Sabtu, 05 April 2014

Pengasuhan dan Pendidikan yang Semakin Impersonal

Stanley I. Greenspan, M.D. dan T. Berry Brazelton, M.D. dalam bukunya "The Irreducible Needs of Children" mengatakan keprihatinan mereka atas situasi zaman ini, di mana dunia berubah menjadi semakin impersonal, termasuk dalam hal pengasuhan dan pendidikan. 
Semakin impersonalnya dunia bisa dilihat dari relasi antar teman, antar anggota keluarga, yang mana mode komunikasinya telah berubah menjadi semakin impersonal, kehilangan sentuhan personal, bahkan saat-saat kebersamaan yang ada pun atmosfer nya impersonal. Interaksi satu sama lain semakin sedikit. 
Semakin impersonalnya pengasuhan dan pendidikan anak, bisa dilihat dari fenomena dalam keluarga di mana anak-anak kurang diayomi secara emosional dengan kehangatan.  Anak-anak diberi 'institutional love' (cinta 'buatan'), karena mereka diasuh oleh orang lain yang bukan orangtua, bahkan dititipkan di tempat penitipan anak. 
Perubahan dunia menjadi semakin impersonal, juga dapat dilihat dari pendekatan yang digunakan, yaitu semakin berorientasi pada teknologi, bersifat konkrit, dan materialistis. Contohnya, sistem kesehatan mental (psikiatri) semakin menekankan pada penggunaan obat daripada psikoterapi; penanganan gangguan perilaku anak (psikologi), dilakukan dengan penegakan disiplin menggunakan metode hadiah-hukuman, dan berfokus pada penegakan disiplin saja semata-mata; pendidikan lebih berorientasi pada penggunaan materi pelajaran. Pendekatan yg berbasis pada kasih sayang, semakin ditinggalkan. 
Pertanyaannya, mengapa dunia berubah dramatis menjadi semakin impersonal, semakin menepis sisi-sisi kemanusiaan? Mengapa kita berinteraksi dengan anak, dengan keluarga, dengan cara-cara yang semakin impersonal? 
Jawabnya adalah karena meskipun manusia punya dua sisi (yg bagaikan dua sisi kepingan koin) -  
  • competitive mastery, yaitu sisi kompetitif dengan sifat kemandirian, kemampuan diri.
  • nurturing care, yaitu sisi ketergantungan, dengan sifat lemah, rapuh, tidak berdaya, membutuhkan perhatian orang lain 
manusia tidak nyaman dengan sisi ketergantungan itu, dan lebih nyaman dengan sisi kompetitifnya. 

Manusia memandang bahwa untuk hidup, kemampuan berkompetisilah yang lebih penting, sehingga lebih fokus mengembangkan kemampuan diri sendiri untuk bertahan hidup dan berkompetisi.

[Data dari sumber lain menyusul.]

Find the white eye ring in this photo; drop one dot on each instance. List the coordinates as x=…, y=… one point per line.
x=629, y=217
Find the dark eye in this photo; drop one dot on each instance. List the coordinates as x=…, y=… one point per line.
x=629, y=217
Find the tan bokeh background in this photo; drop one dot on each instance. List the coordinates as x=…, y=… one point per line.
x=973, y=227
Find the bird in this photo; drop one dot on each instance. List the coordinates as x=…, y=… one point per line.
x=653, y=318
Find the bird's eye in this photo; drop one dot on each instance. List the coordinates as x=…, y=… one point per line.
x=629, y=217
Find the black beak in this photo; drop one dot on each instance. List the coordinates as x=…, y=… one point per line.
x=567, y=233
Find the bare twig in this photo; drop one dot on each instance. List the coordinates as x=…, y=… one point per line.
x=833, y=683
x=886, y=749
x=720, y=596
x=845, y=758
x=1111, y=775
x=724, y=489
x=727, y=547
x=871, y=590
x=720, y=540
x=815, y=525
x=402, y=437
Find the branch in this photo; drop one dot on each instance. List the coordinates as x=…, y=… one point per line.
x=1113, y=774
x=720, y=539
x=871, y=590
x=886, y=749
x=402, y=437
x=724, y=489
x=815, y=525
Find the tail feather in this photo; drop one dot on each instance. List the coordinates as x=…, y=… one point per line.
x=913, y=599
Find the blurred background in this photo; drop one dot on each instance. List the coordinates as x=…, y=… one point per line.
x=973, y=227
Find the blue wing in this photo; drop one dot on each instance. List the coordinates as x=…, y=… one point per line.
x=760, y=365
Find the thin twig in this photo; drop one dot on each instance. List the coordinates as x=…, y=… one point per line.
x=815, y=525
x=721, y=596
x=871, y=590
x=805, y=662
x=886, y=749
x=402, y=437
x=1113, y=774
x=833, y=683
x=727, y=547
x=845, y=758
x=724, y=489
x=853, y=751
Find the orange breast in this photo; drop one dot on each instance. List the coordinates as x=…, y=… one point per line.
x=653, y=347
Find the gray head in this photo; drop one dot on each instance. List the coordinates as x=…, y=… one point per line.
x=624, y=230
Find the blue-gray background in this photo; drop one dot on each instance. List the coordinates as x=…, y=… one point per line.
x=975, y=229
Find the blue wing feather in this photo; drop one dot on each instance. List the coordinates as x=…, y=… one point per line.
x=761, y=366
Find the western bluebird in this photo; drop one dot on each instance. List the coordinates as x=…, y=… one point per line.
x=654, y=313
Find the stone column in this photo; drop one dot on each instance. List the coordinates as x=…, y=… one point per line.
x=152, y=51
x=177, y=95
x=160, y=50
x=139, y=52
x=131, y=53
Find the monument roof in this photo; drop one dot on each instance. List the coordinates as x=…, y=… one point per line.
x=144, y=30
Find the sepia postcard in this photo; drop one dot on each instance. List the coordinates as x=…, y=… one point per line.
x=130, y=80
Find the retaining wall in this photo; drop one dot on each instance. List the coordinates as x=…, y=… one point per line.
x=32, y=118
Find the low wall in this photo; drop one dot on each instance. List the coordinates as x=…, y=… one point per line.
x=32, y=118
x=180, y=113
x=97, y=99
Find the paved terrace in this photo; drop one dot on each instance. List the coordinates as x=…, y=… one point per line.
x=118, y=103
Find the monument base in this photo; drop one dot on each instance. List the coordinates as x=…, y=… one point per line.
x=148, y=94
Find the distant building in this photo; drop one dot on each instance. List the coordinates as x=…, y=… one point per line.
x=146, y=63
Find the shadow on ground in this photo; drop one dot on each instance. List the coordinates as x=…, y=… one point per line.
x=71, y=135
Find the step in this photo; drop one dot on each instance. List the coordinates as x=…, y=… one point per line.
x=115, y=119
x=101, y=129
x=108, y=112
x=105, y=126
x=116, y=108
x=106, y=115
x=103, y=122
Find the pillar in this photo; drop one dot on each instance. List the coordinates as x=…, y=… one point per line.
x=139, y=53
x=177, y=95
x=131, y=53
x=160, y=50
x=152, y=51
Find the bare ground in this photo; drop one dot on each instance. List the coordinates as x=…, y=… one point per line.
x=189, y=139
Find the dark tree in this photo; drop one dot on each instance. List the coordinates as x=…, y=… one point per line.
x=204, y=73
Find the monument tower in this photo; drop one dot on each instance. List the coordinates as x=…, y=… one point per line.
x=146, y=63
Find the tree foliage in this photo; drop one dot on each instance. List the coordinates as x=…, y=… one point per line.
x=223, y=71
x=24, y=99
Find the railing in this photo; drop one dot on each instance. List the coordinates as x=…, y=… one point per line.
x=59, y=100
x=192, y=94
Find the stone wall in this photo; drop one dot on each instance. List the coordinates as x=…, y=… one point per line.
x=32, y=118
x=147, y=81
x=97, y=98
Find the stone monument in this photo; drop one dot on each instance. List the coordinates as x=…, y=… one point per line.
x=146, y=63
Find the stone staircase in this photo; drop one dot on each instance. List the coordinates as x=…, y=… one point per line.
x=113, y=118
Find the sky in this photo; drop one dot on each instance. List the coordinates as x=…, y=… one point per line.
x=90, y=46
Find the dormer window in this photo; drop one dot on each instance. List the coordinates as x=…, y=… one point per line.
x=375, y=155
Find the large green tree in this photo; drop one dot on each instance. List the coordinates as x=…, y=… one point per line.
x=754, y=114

Sementara itu, karena merasa tidak nyaman dengan sisi nurturing care yang mengandung kelemahan dan ketergantungan, manusia pun jadi berusaha menolak sisi kelemahan dan ketergantungannya ini. Dan ini juga lah yang secara tidak langsung mengakibatkan orangtua fokus mengasah kemampuan anak untuk mandiri, berjuang sendiri, mengembangkan kemampuan diri, sementara sisi ketergantungan anak berusaha ditekan. 

Pertanyaan selanjutnya, mengapa ini baru terjadi sekarang? 
Di masa lalu, peran mengayomi, yang menerima sisi ketergantungan, kelemahan, terletak dan terealisir pada peran maternal (ibu). Sementara ayah menjalankan peran sisi kompetitifnya. Saat itu, ibu diharapkan tinggal di rumah bersama anak-anak dan menikmati kesenangan dari peran merawat, mengayomi, bukan menikmati kesenangan dari sebuah karir kompetitif. Sekarang, hal itu sudah berubah. Kesetaraan jender menyebabkan wanita juga mempunyai hak untuk menikmati kesenangan dari karir (mengambil sisi kompetitif). Sebenarnya, hal ini baik, karena dengan keadaan yang adil demikian, pria juga mengemban tugas mengasuh anak. Akan tetapi, masalahnya adalah untuk mencapai lagi keseimbangan antara sisi nurturing care dan sisi kompetitif (sebagaimana jaman dulu), praktek di lapangan nya sangatlah sulit. Belum ditemukan jalan untuk mengembalikan keseimbangan itu.